L2: Validation-Retry Loops

Validation-Retry Loops

In Lesson 4.3, we established that using the Tool Use API guarantees that Claude will output data matching your JSON schema's structure and types. However, structural validity does not guarantee logical validity.

If your schema asks for an integer representing a user's age, Claude might output 999. The JSON parses perfectly, but the business logic is broken. To build truly resilient systems, architects implement Validation-Retry Loops.

1. The "Hope is Not a Strategy" Principle

In a standard LLM implementation, developers take the generated JSON, assume it is correct, and pipe it directly into their database. This is a fragile architecture.

The Architectural Reality: LLMs are probabilistic. They will occasionally hallucinate impossible dates, violate math constraints, or invent data not present in the source text.

You cannot engineer a prompt that is 100% immune to logical errors.
Therefore, your architecture must assume the model will fail and provide a mechanism for it to fix its own mistakes.

2. Anatomy of the Validation-Retry Loop

The Validation-Retry Loop is a programmatic safety net built into your application code. It sits between Claude and your database.

The Workflow:

Generation: Claude outputs a structured JSON response via a tool call.
Validation: Your application code catches the JSON and runs it through a deterministic validator (e.g., Pydantic in Python, or Zod in TypeScript).
The Fork:
- If Valid: The data is saved, and the workflow continues.
- If Invalid: The application intercepts the error, blocks the database write, and triggers the Retry phase.
The Re-Prompt: The application sends a new message back to Claude containing the exact error message and asks it to try again.

3. Schema Validation vs. Business Logic Validation

An architect must validate data at two distinct levels before accepting it from an agent.

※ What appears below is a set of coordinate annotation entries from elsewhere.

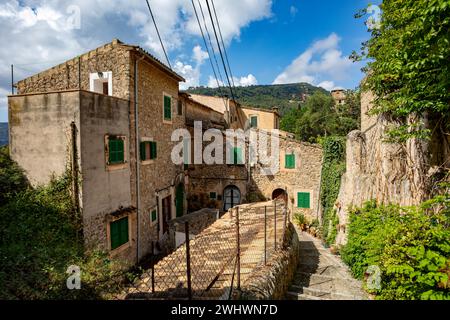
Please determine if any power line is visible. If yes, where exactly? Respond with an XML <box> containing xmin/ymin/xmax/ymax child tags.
<box><xmin>197</xmin><ymin>0</ymin><xmax>225</xmax><ymax>92</ymax></box>
<box><xmin>206</xmin><ymin>0</ymin><xmax>236</xmax><ymax>101</ymax></box>
<box><xmin>191</xmin><ymin>0</ymin><xmax>220</xmax><ymax>90</ymax></box>
<box><xmin>211</xmin><ymin>0</ymin><xmax>235</xmax><ymax>89</ymax></box>
<box><xmin>191</xmin><ymin>0</ymin><xmax>228</xmax><ymax>110</ymax></box>
<box><xmin>145</xmin><ymin>0</ymin><xmax>172</xmax><ymax>69</ymax></box>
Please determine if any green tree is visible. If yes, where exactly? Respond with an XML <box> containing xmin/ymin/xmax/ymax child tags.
<box><xmin>280</xmin><ymin>91</ymin><xmax>360</xmax><ymax>142</ymax></box>
<box><xmin>353</xmin><ymin>0</ymin><xmax>450</xmax><ymax>141</ymax></box>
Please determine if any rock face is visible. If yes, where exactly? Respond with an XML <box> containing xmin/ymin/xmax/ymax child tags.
<box><xmin>335</xmin><ymin>92</ymin><xmax>449</xmax><ymax>244</ymax></box>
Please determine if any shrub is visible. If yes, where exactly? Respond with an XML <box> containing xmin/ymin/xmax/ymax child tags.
<box><xmin>341</xmin><ymin>198</ymin><xmax>450</xmax><ymax>299</ymax></box>
<box><xmin>0</xmin><ymin>171</ymin><xmax>124</xmax><ymax>299</ymax></box>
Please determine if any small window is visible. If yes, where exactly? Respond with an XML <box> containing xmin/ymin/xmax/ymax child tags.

Level 1: Schema/Type Validation: Did Claude output the right data types? (e.g., A string instead of an array). Modern SDKs and the Anthropic API catch most of these natively, but your code must still verify them.
Level 2: Business Logic Validation: This is where the Retry Loop shines.
- Example: You are building a flight booking agent. Claude extracts the departure date as 2024-05-01 and the return date as 2024-04-20.
- Schema validation passes (both are valid ISO date strings).
- Business logic validation fails (the return date is before the departure date).

4. Designing Specific Error Feedback

When your validation logic trips, how you pass that error back to Claude determines whether the retry will succeed.

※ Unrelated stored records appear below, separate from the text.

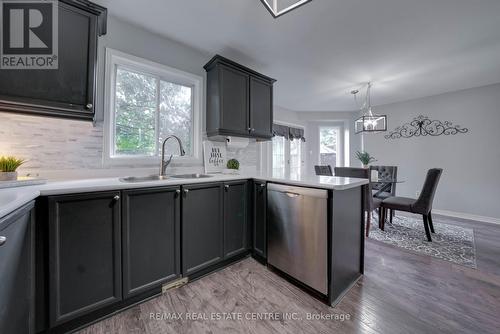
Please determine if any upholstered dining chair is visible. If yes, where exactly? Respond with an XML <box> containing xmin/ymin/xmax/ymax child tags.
<box><xmin>335</xmin><ymin>167</ymin><xmax>382</xmax><ymax>237</ymax></box>
<box><xmin>370</xmin><ymin>166</ymin><xmax>398</xmax><ymax>199</ymax></box>
<box><xmin>314</xmin><ymin>165</ymin><xmax>333</xmax><ymax>176</ymax></box>
<box><xmin>380</xmin><ymin>168</ymin><xmax>443</xmax><ymax>241</ymax></box>
<box><xmin>370</xmin><ymin>166</ymin><xmax>398</xmax><ymax>221</ymax></box>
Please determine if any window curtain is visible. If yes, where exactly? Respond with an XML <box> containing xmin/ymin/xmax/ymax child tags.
<box><xmin>273</xmin><ymin>124</ymin><xmax>306</xmax><ymax>142</ymax></box>
<box><xmin>289</xmin><ymin>128</ymin><xmax>306</xmax><ymax>142</ymax></box>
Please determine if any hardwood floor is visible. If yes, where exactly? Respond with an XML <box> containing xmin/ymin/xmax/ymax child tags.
<box><xmin>79</xmin><ymin>216</ymin><xmax>500</xmax><ymax>334</ymax></box>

As discussed in earlier modules, you must treat the error message as a dynamic prompt.

Poor Feedback: "Error: Invalid date logic. Try again." (Claude might change the departure date instead of the return date, or guess randomly).
Architectural Feedback: "Validation Error: The 'return_date' (2024-04-20) cannot be before the 'departure_date' (2024-05-01). Please review the user's request and update the 'return_date' accordingly."

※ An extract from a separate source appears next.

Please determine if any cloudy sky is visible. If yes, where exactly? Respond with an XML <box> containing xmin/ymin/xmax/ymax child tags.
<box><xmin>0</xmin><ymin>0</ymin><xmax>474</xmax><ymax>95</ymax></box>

By explicitly pointing out which key failed, what value it held, and why it broke the rule, you give the LLM the exact context it needs to self-correct on the very next iteration.

5. Circuit Breakers and Pattern Tracking

A poorly designed Retry Loop will result in an infinite loop. If Claude does not understand the error, it will repeatedly output the exact same broken JSON, consuming tokens endlessly.

Architectural Safeguards:

Themax_retries Limit: You must implement a strict circuit breaker. Typically, architects allow 2 or 3 retries.
Graceful Escalation: If retry_count > 3, the loop must break. The system should return a safe failure state to the user (e.g., "I'm having trouble verifying those dates, could you please type them out again?").
Telemetry and Pattern Tracking: Every time a validation error triggers a retry, it must be logged in your system telemetry. If you notice that Claude is consistently failing the return_date validation across hundreds of user sessions, it means your original System Prompt or Tool Description is ambiguous. The retry loop acts as an automated diagnostic tool, telling the architect exactly where the prompt needs to be rewritten.